Luke B. Goebel’s winking satirical novel Kill Dick parodies contemporary literary and cultural forms.

Set against sun-bleached Los Angeles—a place marked by wealth, addiction, and apathy—the book accumulates exaggerations of crime thrillers, moralizing social novels, and confessional autofiction. Its damaged young central character, Susie, is a caricatured vehicle for critiquing the decay of late capitalism.

The story sometimes speaks from inside Susie’s drugged, privileged adolescence as she studies in New York City or lounges around her family’s LA pool. At other times, the narrative follows Phil, Susie’s university professor, as he searches for his twin brother, and Royal-Lee, Susie’s trans friend.

On occasion, the narrator steps outside of the story to comment on the act of narration, on memory’s unreliability, and on the theatricality of Susie’s suffering. Self-awareness extends to the novel’s construction, with comments on section breaks and the shifting narrative perspective. In the process, the novel walks an unsteady tightrope between profound, absurd, and inconsequential.

Insights regarding complicity, privilege, and the aestheticization of violence sit beside trivial and grotesque observations, as of those of people experiencing homelessness and about the crippling nature of addiction. Irony often serves as a distraction that undercuts meaning, acting like a mirror to social instability.
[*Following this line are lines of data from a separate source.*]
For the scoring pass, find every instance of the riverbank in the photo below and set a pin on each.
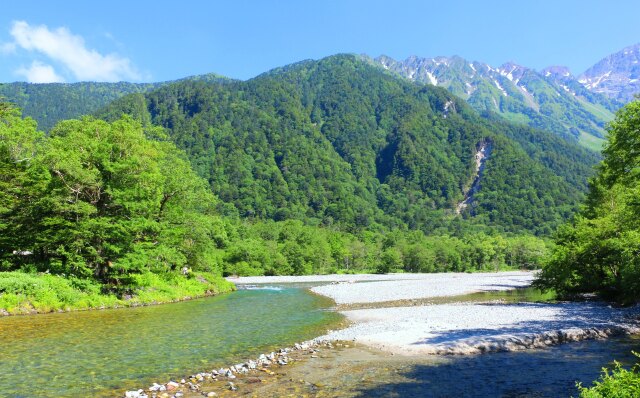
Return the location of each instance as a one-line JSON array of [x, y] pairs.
[[422, 328], [26, 293]]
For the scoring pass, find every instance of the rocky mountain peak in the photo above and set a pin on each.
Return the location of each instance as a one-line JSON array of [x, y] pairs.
[[617, 75], [557, 72]]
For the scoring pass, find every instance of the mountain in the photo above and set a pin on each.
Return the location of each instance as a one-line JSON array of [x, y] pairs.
[[342, 142], [551, 100], [616, 76], [51, 102]]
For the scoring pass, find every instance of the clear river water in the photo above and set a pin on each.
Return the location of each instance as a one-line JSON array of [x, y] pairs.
[[95, 353]]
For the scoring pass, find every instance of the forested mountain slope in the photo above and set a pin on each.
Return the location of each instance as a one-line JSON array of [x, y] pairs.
[[551, 100], [340, 141]]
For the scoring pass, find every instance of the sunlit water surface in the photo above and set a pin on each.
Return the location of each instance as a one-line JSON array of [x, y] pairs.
[[91, 353]]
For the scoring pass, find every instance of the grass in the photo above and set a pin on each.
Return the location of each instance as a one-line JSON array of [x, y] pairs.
[[26, 293], [618, 383]]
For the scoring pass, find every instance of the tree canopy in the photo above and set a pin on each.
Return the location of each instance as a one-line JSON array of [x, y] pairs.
[[599, 251]]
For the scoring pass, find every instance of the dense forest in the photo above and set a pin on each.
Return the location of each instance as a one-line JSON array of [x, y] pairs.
[[341, 142], [95, 212], [599, 251], [322, 166]]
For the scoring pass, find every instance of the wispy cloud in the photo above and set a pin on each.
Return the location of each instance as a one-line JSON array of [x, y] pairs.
[[70, 51], [40, 73], [7, 48]]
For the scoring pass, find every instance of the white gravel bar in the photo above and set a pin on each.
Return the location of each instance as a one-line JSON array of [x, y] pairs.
[[459, 328], [480, 328], [420, 286]]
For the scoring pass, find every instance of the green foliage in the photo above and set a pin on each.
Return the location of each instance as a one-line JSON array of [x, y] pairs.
[[340, 143], [600, 250], [24, 293], [100, 201], [292, 248], [618, 383]]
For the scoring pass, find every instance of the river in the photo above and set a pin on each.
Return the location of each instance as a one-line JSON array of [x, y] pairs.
[[95, 353], [91, 353]]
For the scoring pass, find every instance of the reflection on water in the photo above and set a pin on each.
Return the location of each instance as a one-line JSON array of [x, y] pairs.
[[363, 373], [88, 353]]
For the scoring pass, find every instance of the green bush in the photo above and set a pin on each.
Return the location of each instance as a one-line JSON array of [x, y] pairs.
[[619, 383]]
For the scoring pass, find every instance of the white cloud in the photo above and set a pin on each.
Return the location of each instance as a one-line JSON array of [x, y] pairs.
[[40, 73], [62, 46], [7, 48]]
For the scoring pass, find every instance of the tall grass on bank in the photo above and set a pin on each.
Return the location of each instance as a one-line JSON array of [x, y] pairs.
[[26, 293]]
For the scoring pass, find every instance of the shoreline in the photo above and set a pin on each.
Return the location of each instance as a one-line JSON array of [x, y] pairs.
[[382, 330], [414, 314]]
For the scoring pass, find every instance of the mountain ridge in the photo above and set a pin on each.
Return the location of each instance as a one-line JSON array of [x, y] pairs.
[[341, 141]]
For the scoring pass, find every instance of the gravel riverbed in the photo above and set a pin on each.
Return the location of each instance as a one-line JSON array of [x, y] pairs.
[[463, 328]]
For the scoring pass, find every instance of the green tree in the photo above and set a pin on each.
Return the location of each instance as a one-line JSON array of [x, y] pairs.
[[600, 250]]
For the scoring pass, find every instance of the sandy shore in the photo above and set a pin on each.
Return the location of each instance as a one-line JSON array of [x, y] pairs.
[[459, 328]]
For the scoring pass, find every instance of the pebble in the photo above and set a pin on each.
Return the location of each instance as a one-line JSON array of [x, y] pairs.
[[263, 361]]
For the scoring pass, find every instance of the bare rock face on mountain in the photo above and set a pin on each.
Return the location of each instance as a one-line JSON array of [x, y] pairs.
[[617, 76], [551, 100]]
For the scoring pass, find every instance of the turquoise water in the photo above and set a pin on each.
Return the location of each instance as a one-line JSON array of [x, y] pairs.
[[91, 353]]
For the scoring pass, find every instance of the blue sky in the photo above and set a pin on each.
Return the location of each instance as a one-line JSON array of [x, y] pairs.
[[155, 40]]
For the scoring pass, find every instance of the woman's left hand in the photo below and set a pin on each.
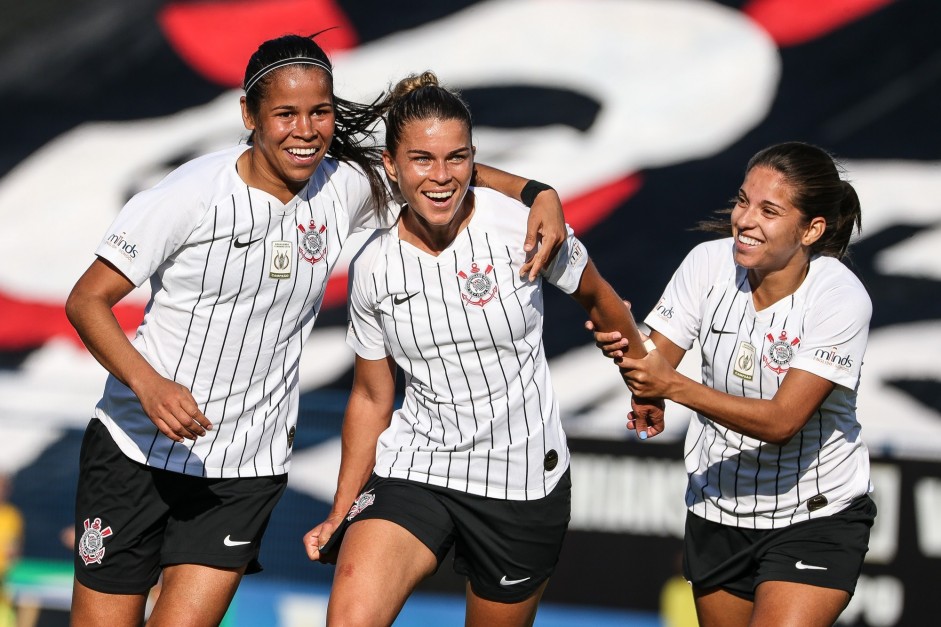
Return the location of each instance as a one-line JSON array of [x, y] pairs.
[[545, 233], [650, 377]]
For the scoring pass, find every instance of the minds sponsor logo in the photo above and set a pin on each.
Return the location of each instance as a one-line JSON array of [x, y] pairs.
[[128, 249], [830, 356], [663, 311]]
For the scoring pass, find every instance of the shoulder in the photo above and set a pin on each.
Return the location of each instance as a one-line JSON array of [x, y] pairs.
[[212, 165], [830, 279], [497, 213]]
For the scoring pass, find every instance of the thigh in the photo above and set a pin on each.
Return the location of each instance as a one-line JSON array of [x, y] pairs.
[[91, 607], [119, 519], [483, 612], [508, 549], [782, 603], [194, 595], [824, 552], [217, 522], [716, 607], [378, 566]]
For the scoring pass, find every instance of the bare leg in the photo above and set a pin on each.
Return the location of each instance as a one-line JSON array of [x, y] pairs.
[[193, 595], [379, 565], [484, 613], [788, 604], [90, 607], [717, 608]]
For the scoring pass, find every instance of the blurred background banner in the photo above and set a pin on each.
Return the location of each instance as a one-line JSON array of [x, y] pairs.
[[642, 113]]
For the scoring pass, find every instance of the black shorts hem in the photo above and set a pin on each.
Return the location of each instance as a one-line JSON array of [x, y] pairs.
[[111, 587], [507, 595]]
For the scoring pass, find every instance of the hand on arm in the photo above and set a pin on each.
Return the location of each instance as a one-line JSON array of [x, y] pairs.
[[545, 229], [367, 415], [169, 405], [611, 315], [774, 420]]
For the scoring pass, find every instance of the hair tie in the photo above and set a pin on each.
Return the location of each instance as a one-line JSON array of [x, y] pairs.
[[283, 62]]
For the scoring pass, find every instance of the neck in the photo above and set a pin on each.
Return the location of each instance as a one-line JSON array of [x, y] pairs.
[[434, 238], [254, 174], [770, 287]]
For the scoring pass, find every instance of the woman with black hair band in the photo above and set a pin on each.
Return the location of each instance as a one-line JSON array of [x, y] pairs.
[[476, 457], [190, 445], [778, 490]]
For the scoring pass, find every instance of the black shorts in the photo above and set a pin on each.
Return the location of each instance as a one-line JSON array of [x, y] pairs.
[[825, 552], [131, 519], [506, 549]]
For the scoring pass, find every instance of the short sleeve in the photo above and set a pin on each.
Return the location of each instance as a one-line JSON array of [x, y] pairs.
[[678, 314], [151, 227], [836, 332], [565, 270]]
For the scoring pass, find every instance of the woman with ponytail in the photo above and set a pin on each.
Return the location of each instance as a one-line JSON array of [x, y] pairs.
[[189, 448], [476, 457], [778, 475]]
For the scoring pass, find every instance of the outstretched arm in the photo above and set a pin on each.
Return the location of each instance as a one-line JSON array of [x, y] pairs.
[[368, 413], [609, 313], [169, 405], [774, 420], [545, 230]]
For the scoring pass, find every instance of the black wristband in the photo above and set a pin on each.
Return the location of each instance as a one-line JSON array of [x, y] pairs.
[[531, 190]]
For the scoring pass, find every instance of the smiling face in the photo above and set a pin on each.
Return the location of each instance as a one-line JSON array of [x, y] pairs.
[[293, 128], [433, 165], [771, 234]]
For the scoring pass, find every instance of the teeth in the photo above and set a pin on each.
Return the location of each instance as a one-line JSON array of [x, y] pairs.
[[439, 195]]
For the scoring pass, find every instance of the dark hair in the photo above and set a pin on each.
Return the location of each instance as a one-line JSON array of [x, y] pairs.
[[817, 189], [420, 97], [355, 122]]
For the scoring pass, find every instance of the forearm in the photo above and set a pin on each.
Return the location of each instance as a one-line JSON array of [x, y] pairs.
[[607, 311], [366, 417]]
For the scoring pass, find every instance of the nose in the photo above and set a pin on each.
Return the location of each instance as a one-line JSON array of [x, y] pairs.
[[440, 173], [304, 127], [744, 217]]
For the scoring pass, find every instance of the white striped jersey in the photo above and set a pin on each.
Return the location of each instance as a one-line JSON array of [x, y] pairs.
[[822, 328], [479, 413], [237, 280]]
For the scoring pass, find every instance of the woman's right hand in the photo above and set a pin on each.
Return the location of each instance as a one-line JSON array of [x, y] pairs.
[[172, 408], [317, 538]]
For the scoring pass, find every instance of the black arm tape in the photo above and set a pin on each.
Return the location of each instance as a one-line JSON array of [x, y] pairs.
[[531, 190]]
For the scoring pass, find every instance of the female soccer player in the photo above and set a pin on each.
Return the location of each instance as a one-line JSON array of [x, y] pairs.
[[476, 457], [778, 493], [191, 442]]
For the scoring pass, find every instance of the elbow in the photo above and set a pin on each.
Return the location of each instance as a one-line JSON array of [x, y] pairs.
[[781, 434], [73, 307]]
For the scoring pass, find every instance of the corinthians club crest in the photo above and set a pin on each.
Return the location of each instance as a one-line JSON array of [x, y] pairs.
[[477, 288], [91, 547], [779, 354], [313, 245]]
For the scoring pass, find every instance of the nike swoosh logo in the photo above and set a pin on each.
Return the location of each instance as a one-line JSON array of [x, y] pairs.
[[511, 582], [230, 542], [802, 566], [720, 331], [239, 244]]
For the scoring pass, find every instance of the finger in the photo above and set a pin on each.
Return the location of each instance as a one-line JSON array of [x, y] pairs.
[[540, 260], [532, 237], [640, 425]]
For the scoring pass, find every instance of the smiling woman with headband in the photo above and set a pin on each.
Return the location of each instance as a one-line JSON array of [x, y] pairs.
[[190, 445]]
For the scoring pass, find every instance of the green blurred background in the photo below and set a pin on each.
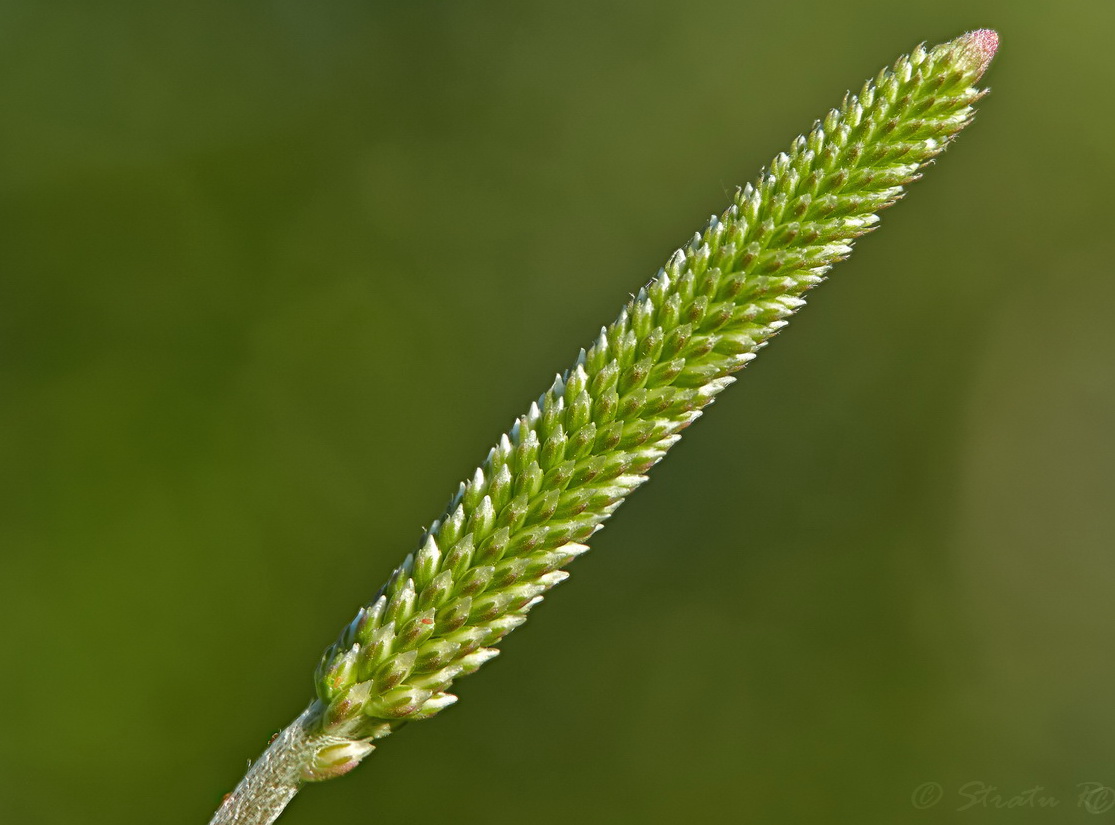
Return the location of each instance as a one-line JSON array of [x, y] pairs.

The prose reinforces these tensions, with short, punchy sentences that are sometimes sharp, sometimes disruptive, leaving some scenes feeling fragmented.

A piquing parody, the book reveals how easily critique becomes performance and how violence, addiction, and privilege transform into aesthetic currency. Its most vivid moments evince cutting wit.

Marked by deliberate instability, the ambitious satirical novel Kill Dick skewers contemporary literary seriousness even as it participates in it.